Judges have postponed the verdict in the war crimes trial of Saddam Hussein to review the evidence, the court announced on Tuesday, in a delay that came amid growing concern that any ruling will inflame Iraq's deadly sectarian divide.
The tribunal is faced with a heavy dilemma: A death sentence for the former Iraqi leader could enrage Sunnis, while anything less is sure to spark Shiite fury.
It is a far cry from the hopes of many US and Iraqi officials when the trial began nearly a year ago. They have touted the tribunal as part of a healing process between Iraq's divided communities -- bringing out the truth about atrocities by Saddam's regime, establishing justice and opening the door for reconciliation.
"I think it would be a positive, not a negative," US Defense Secretary Donald Rumsfeld said on Monday concerning a verdict. "It would just bring closure to a chapter that was an unhappy and unpleasant and particularly vicious regime."
But in the past year, Shiite-Sunni divisions have only grown, with thousands killed by Sunni insurgents and death squads from both sides. After nine months of often stormy court hearings, many Sunnis -- who dominated Iraq under Saddam -- still see the tribunal as a show trial by Iraq's new Shiite leaders to take revenge on the ousted leader.
"There is sympathy with Saddam, especially because what we see now makes many nostalgic for him," said Khalaf al-Alayan, Sunni parliament member, referring to the violence that has torn the country since Saddam's April 2003 fall. "So there could be a reaction if there is a death sentence."

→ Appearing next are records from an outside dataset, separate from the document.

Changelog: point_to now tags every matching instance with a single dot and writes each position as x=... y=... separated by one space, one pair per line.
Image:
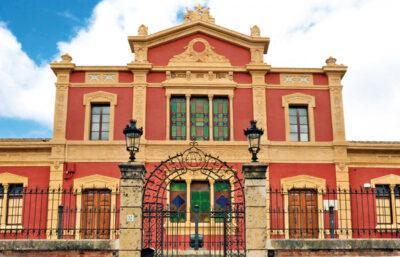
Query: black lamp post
x=132 y=138
x=254 y=134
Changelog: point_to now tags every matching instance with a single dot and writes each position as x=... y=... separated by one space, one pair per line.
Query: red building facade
x=203 y=82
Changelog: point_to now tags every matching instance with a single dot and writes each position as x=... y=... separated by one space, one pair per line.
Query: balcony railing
x=299 y=213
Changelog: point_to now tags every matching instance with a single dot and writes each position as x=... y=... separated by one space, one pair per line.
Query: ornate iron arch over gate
x=194 y=205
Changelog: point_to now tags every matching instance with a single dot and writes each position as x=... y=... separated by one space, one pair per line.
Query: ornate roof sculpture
x=200 y=13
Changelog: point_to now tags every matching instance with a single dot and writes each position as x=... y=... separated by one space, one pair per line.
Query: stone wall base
x=332 y=253
x=58 y=248
x=68 y=253
x=326 y=247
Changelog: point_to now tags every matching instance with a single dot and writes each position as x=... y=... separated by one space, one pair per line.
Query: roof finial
x=200 y=13
x=66 y=58
x=255 y=31
x=143 y=30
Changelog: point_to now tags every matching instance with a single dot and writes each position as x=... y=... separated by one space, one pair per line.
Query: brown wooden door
x=303 y=213
x=95 y=214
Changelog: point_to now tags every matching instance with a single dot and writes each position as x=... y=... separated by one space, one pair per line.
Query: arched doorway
x=194 y=205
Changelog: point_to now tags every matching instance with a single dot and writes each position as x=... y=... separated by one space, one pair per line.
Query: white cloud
x=359 y=33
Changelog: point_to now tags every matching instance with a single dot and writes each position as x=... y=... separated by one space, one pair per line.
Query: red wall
x=242 y=78
x=359 y=176
x=76 y=111
x=156 y=77
x=278 y=171
x=320 y=79
x=125 y=77
x=242 y=111
x=156 y=116
x=161 y=54
x=83 y=169
x=77 y=77
x=276 y=118
x=273 y=78
x=37 y=176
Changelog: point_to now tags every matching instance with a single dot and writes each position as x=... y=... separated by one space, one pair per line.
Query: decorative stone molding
x=216 y=79
x=296 y=79
x=140 y=53
x=132 y=170
x=257 y=55
x=200 y=13
x=130 y=237
x=300 y=99
x=101 y=77
x=199 y=53
x=304 y=182
x=255 y=170
x=96 y=181
x=99 y=97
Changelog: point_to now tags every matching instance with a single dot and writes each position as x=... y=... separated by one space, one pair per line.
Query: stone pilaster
x=259 y=95
x=256 y=208
x=62 y=69
x=130 y=239
x=335 y=72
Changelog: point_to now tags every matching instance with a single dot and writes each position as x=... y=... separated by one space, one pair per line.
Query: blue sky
x=39 y=25
x=359 y=33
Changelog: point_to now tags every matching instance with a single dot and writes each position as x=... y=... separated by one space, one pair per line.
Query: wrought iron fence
x=33 y=213
x=334 y=213
x=218 y=232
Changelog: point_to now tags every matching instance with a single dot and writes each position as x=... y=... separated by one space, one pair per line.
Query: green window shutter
x=199 y=118
x=178 y=201
x=200 y=196
x=178 y=118
x=221 y=118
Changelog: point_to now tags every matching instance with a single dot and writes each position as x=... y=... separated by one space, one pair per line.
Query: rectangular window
x=221 y=118
x=100 y=122
x=177 y=201
x=14 y=204
x=298 y=122
x=199 y=118
x=95 y=214
x=222 y=199
x=397 y=202
x=200 y=196
x=383 y=204
x=178 y=118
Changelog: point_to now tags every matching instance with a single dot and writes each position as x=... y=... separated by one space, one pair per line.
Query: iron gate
x=185 y=222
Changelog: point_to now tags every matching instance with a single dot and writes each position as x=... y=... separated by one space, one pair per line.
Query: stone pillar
x=256 y=208
x=335 y=72
x=130 y=238
x=62 y=69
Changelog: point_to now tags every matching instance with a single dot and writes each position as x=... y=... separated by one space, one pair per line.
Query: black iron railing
x=33 y=213
x=333 y=213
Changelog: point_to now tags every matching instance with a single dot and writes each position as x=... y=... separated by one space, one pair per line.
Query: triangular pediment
x=190 y=28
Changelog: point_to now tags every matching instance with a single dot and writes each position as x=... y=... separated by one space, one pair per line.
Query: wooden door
x=95 y=214
x=303 y=213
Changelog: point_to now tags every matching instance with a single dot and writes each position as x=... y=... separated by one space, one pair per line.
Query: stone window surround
x=188 y=178
x=304 y=182
x=392 y=180
x=6 y=179
x=99 y=97
x=95 y=181
x=299 y=99
x=188 y=93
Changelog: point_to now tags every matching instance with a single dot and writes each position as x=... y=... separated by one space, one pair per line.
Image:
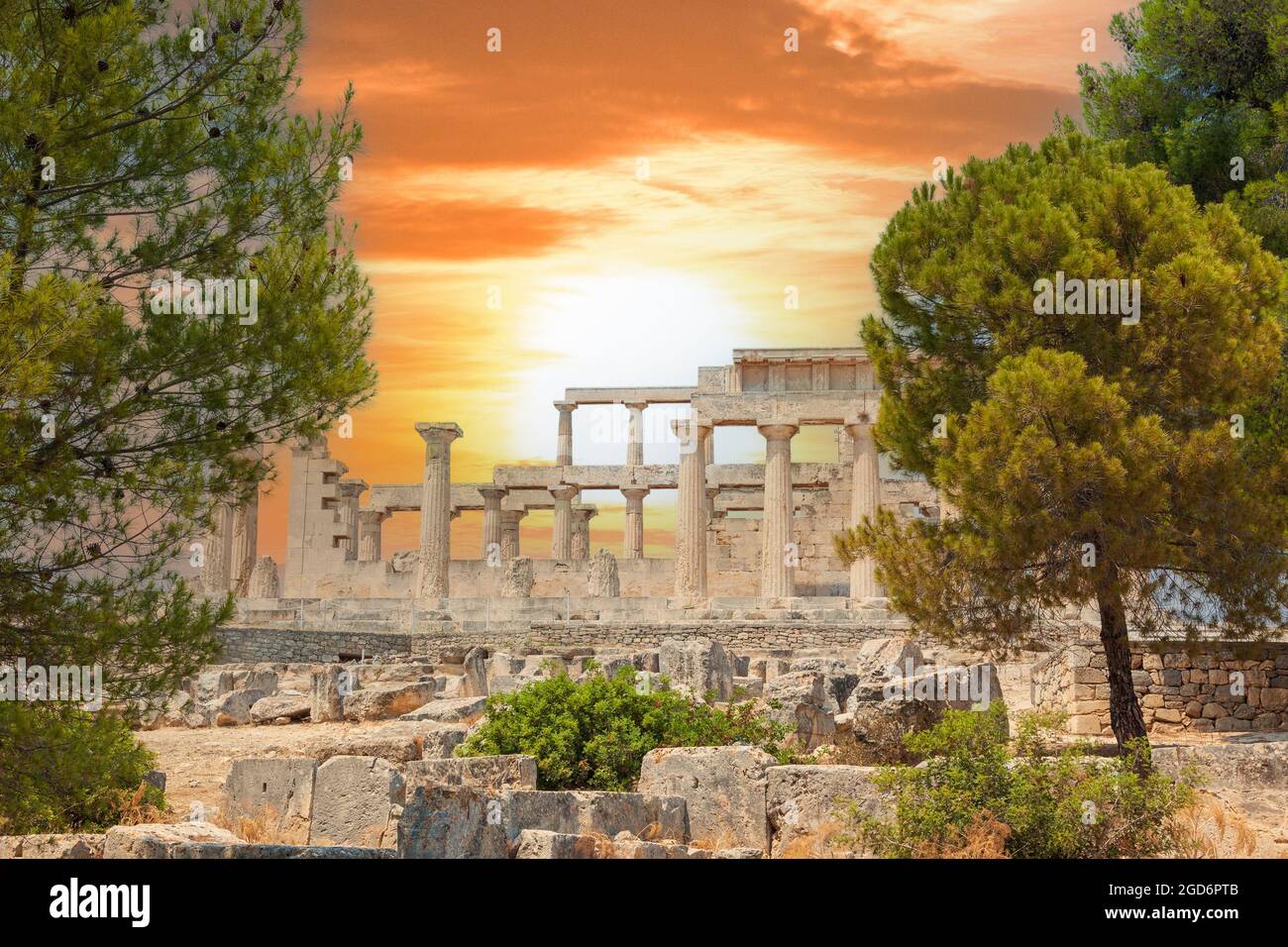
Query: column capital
x=352 y=487
x=778 y=429
x=565 y=491
x=439 y=432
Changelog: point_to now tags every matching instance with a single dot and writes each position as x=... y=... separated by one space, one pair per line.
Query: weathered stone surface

Meanwhile, Shiites have made clear they will only accept execution for the leader whose regime persecuted their majority community and the Kurds.
"Anything less than a death sentence will be a neglect of justice," Hassan al-Suneid, a lawmaker from the Shiite Dawa party. "I think it could be a disaster."
Saddam, along with seven other defendents, faces possible execution by hanging if found guilty on charges of crimes against humanity over a crackdown on Shiites in the town of Dujail launched in 1982. A five-judge panel will decide the ruling by a majority vote.
Court spokesman Raid Juhi told reporters that a Oct. 16 session will be held, but "will not be for the verdict. It's for the judges' review of the evidence."
He did not say when the verdict would be issued.